Isle of Dogs is the fourth book from Abrams impressive The Wes Anderson Collection and like the predecessors in this series, this new release is an earnestly in-depth and insightful assemblage of information that invites us in behind-the-scenes with all the major players involved to reveal the unique, stop-motion magic that created the film.
Compiled and created by film critic Lauren Wilford and filmmaker Ryan Stevenson, the book features a forward by critic Matt Zoller Seitz plus an introduction from Taylor Ramos and Tony Zhou. Seitz’s introduction offers us an absorbing look into Wes Anderson’s career from the early day’s right through to the build up to the release of Isle of Dogs, it also tells us of the kinds of cinematic inspiration for Anderson and how his films endeavour to reflect the love he feels for the medium. Ramos and Zhou then delve into Isle of Dogs more and discuss the relationship between the art of stop-motion and how ‘every choice of composition and production design is a negotiation between the desire of the filmmakers and the elements of their craft.’
After the intros, we’re instantly summoned into a warm discussion between the interviewer with Anderson, Jason Schwartzman and Roman Coppola that drifts between a number of topics but also shows us, very clearly, how much they care about the project they’re creating. This might sound obvious but it’s always refreshing to hear about the love and thought that goes into anyone’s work, and when it’s animation of this quality that includes the huge inspiration from Japanese cinema on the outcome, you get a substantial understanding of what they achieved.
The book is broken down into three Acts, what else would you expect from a Wes Anderson collaboration, Act 1 covers ‘Telling The Story’, Act 2 delves into how they designed the world with Act 3 going even further into ‘Making Things Move’ and the sheer, outstanding scale of the world of Isle of Dogs and Megasaki City. The meticulous detail of Anderson’s work is faithfully reflected into the entire book, so if you’re interested to learn more about every single decision, well then, you really do get everything you want here.
It would be disingenuous to say I’m an expert on Japanese cinema, so in-depth summaries for Akira Kurosawa, Hayao Miyazaki are like an appetising taster beckoning me towards their worlds and creations. Whilst I know ‘of’ them, I’ve never entirely explored their important works and, if anything, the book has made me want to sort out that faux pas. Furthermore, the guides list their filmography and with it suggest a course of action for anyone wanting to discover more. We also learn of the exceptional work of Kunichi Nomura, a man that Anderson relied on working with for the story, translation, the casting of the Japanese voice actors and even his involvement as the central villain, Mayor Kobayashi.
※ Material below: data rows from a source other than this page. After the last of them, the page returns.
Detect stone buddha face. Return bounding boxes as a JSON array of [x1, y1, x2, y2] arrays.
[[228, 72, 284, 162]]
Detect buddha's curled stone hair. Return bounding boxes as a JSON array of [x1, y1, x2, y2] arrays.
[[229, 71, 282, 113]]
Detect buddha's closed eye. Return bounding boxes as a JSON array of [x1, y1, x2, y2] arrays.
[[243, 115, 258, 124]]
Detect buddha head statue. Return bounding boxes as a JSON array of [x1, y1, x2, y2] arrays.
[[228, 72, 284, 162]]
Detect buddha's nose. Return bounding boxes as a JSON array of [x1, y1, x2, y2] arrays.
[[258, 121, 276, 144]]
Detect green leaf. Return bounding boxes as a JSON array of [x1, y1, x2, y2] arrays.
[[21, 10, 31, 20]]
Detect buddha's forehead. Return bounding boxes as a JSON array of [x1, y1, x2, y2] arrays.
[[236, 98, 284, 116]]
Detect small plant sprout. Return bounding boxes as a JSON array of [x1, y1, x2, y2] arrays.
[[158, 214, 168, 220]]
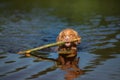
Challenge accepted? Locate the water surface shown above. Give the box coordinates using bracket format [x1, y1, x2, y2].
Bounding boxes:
[0, 0, 120, 80]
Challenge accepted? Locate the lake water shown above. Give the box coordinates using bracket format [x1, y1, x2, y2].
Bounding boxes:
[0, 0, 120, 80]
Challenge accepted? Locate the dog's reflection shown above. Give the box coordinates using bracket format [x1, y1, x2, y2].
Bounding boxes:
[29, 54, 84, 80]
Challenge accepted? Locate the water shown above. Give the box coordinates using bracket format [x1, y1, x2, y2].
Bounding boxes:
[0, 0, 120, 80]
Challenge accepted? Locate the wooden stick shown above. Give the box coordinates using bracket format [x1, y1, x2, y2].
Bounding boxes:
[18, 39, 79, 54]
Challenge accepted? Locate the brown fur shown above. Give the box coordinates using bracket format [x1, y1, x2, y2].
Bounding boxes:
[57, 28, 81, 64]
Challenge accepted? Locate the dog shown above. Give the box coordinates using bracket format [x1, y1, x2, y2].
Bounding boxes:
[56, 28, 81, 65]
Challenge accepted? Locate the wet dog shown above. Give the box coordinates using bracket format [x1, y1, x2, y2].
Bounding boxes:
[56, 28, 81, 65]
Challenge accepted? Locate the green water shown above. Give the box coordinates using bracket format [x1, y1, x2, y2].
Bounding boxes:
[0, 0, 120, 80]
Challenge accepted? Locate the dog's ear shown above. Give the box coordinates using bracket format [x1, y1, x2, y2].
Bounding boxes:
[56, 32, 64, 42]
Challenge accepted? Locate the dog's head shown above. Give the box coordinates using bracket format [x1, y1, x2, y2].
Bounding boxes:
[57, 28, 81, 47]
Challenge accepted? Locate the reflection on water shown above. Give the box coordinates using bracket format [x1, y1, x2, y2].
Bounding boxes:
[0, 0, 120, 80]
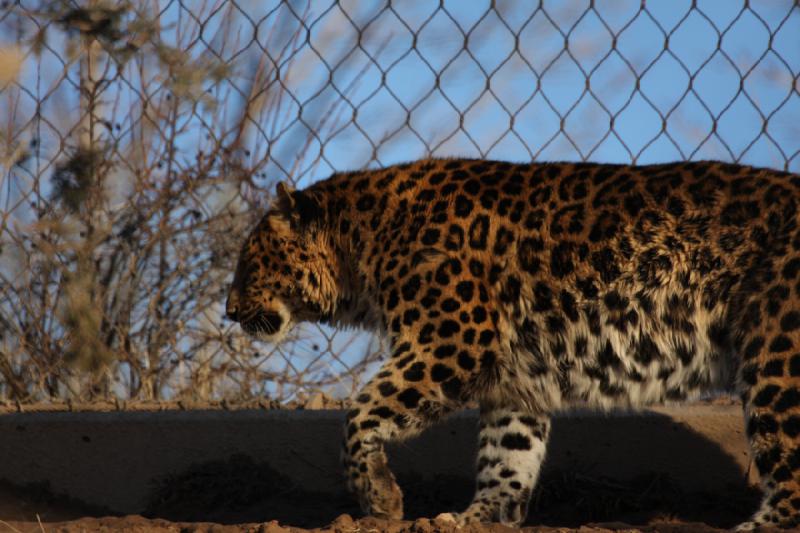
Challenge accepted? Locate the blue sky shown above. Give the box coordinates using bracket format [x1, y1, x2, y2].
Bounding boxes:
[0, 0, 800, 400]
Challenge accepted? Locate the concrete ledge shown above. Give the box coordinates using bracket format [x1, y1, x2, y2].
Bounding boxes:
[0, 405, 749, 513]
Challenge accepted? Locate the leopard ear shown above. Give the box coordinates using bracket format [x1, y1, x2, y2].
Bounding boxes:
[275, 181, 322, 229]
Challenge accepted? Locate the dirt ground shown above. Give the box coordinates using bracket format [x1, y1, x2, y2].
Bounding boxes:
[0, 456, 758, 533]
[0, 398, 776, 533]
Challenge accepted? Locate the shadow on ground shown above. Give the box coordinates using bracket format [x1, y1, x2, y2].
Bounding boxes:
[131, 408, 759, 528]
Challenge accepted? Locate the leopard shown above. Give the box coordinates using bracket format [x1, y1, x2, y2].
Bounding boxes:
[225, 158, 800, 531]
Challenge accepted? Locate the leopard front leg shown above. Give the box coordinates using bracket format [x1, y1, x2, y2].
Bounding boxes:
[342, 343, 458, 519]
[456, 408, 550, 526]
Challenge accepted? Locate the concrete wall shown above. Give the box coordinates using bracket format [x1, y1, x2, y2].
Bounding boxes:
[0, 405, 748, 513]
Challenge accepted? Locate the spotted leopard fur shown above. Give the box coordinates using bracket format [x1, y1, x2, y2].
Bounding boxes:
[227, 160, 800, 529]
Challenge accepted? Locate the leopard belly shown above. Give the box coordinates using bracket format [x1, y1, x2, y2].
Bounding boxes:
[492, 278, 737, 412]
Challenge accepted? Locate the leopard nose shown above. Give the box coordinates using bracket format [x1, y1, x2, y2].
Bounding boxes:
[225, 291, 239, 322]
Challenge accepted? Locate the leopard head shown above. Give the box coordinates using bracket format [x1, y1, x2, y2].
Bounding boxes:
[225, 183, 337, 342]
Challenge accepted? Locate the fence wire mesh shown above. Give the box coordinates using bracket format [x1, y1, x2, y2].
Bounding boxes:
[0, 0, 800, 402]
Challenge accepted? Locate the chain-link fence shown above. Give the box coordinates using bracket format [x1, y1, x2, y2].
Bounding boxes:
[0, 0, 800, 401]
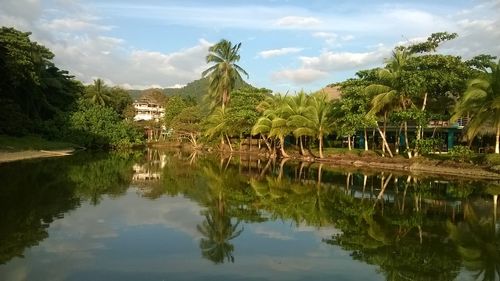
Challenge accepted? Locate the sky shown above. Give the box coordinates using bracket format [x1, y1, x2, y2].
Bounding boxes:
[0, 0, 500, 93]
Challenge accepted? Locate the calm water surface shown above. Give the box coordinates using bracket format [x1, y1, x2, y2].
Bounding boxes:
[0, 150, 500, 280]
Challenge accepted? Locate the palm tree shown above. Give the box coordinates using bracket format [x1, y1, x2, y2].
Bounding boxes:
[202, 39, 248, 109]
[85, 78, 111, 105]
[285, 91, 314, 155]
[289, 93, 332, 158]
[252, 94, 292, 157]
[452, 60, 500, 154]
[205, 108, 233, 151]
[365, 48, 412, 157]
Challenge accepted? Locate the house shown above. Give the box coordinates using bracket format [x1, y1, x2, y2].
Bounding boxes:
[133, 99, 165, 122]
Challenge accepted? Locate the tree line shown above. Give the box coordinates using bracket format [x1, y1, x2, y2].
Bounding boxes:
[165, 32, 500, 158]
[0, 27, 142, 148]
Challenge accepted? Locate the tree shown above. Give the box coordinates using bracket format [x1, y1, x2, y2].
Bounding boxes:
[453, 60, 500, 154]
[289, 93, 332, 158]
[85, 78, 111, 106]
[202, 39, 248, 109]
[252, 94, 292, 157]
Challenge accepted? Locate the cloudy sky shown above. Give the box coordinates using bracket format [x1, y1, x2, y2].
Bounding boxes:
[0, 0, 500, 92]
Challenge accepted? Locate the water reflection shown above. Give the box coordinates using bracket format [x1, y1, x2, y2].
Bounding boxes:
[0, 150, 500, 280]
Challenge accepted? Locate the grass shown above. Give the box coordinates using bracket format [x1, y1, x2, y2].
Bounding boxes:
[0, 135, 75, 152]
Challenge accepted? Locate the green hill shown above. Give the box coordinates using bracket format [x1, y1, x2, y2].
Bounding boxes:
[128, 77, 253, 101]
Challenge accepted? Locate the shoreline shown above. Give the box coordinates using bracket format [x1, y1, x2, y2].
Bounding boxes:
[0, 148, 75, 163]
[158, 142, 500, 181]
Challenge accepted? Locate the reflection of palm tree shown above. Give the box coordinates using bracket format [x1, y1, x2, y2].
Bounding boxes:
[197, 164, 247, 263]
[448, 202, 500, 280]
[197, 207, 243, 263]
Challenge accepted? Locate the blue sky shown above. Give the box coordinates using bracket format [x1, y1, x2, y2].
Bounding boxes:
[0, 0, 500, 92]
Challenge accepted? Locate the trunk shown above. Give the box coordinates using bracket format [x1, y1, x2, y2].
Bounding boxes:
[495, 124, 500, 154]
[374, 174, 392, 207]
[299, 136, 306, 156]
[364, 128, 368, 151]
[377, 126, 393, 158]
[226, 135, 233, 152]
[403, 121, 412, 158]
[316, 164, 323, 188]
[259, 135, 273, 153]
[493, 194, 498, 225]
[318, 133, 323, 158]
[279, 136, 290, 158]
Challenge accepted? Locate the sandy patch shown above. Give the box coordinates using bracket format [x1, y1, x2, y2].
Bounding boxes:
[0, 149, 75, 163]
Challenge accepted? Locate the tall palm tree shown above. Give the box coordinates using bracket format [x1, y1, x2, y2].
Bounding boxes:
[202, 39, 248, 109]
[289, 93, 332, 158]
[252, 94, 292, 157]
[452, 60, 500, 154]
[85, 78, 111, 105]
[365, 48, 412, 157]
[205, 108, 233, 151]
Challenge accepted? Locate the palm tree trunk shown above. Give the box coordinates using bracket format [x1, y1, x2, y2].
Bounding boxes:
[403, 121, 411, 158]
[495, 124, 500, 154]
[299, 136, 306, 156]
[377, 126, 394, 158]
[279, 136, 290, 158]
[318, 133, 323, 158]
[226, 134, 233, 152]
[364, 128, 368, 151]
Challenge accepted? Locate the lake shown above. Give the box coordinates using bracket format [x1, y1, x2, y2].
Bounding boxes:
[0, 149, 500, 280]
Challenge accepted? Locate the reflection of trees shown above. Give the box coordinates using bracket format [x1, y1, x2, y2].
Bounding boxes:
[448, 204, 500, 280]
[68, 153, 139, 205]
[0, 153, 141, 264]
[197, 166, 247, 263]
[0, 159, 79, 264]
[197, 206, 243, 263]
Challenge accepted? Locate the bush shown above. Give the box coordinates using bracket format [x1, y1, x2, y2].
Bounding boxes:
[65, 102, 142, 148]
[448, 145, 474, 162]
[485, 153, 500, 166]
[415, 139, 443, 155]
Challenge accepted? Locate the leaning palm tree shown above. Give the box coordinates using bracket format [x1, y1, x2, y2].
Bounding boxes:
[365, 48, 411, 157]
[452, 60, 500, 154]
[252, 94, 292, 157]
[289, 93, 333, 158]
[202, 39, 248, 109]
[205, 108, 233, 151]
[85, 78, 111, 105]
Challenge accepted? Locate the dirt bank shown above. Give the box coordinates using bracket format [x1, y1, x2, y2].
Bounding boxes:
[0, 148, 75, 163]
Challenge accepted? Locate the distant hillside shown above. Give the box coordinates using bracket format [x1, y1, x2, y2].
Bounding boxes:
[128, 77, 252, 101]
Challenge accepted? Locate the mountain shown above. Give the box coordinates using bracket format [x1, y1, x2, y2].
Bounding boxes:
[128, 77, 253, 101]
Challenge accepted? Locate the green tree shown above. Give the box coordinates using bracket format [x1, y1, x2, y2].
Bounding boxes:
[85, 78, 111, 106]
[453, 58, 500, 154]
[202, 39, 248, 109]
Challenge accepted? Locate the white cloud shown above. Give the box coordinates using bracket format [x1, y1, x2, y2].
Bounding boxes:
[259, 48, 303, 59]
[272, 68, 328, 84]
[275, 16, 321, 28]
[272, 46, 390, 84]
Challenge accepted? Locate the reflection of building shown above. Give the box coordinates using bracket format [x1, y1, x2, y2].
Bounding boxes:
[132, 149, 166, 182]
[133, 99, 165, 122]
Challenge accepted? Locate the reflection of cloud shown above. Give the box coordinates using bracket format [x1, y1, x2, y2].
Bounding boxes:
[259, 47, 303, 59]
[253, 225, 294, 240]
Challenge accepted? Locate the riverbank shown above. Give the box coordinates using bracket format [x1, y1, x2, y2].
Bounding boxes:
[0, 135, 75, 163]
[0, 148, 75, 163]
[150, 143, 500, 180]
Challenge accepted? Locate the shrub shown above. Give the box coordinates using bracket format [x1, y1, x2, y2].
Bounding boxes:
[448, 145, 474, 162]
[415, 139, 443, 155]
[485, 153, 500, 166]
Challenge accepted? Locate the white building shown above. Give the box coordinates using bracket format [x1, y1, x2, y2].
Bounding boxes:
[133, 100, 165, 122]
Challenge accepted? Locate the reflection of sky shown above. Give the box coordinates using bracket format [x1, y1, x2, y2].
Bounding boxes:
[0, 189, 383, 280]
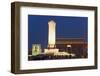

In truth, it’s difficult to completely clarify how much material and how deeply the whole team have gone to create The Wes Anderson Collection: Isle of Dogs because there’s nothing they don’t highlight. From the difficultly and excitement of the model creations to their movements, from cinematography to animation, ‘Planet Anderson’ is also particularly fun and how the sets are all built. You’ve got previously unpublished behind-the-scenes photography, concept art, handwritten notes and storyboards, and candid interviews… to give you just a slice of the action.
The Wes Anderson Collection: Isle of Dogs will teach you so much you don’t know, it’s fascinating throughout and so whether you’re a fan of the film or just intrigued about the process of how it all came together; you cannot fail to be captivated by this stunningly impressive collection.
The Wes Anderson Collection: Isle of Dogs is released on 10th October from Abrams Books.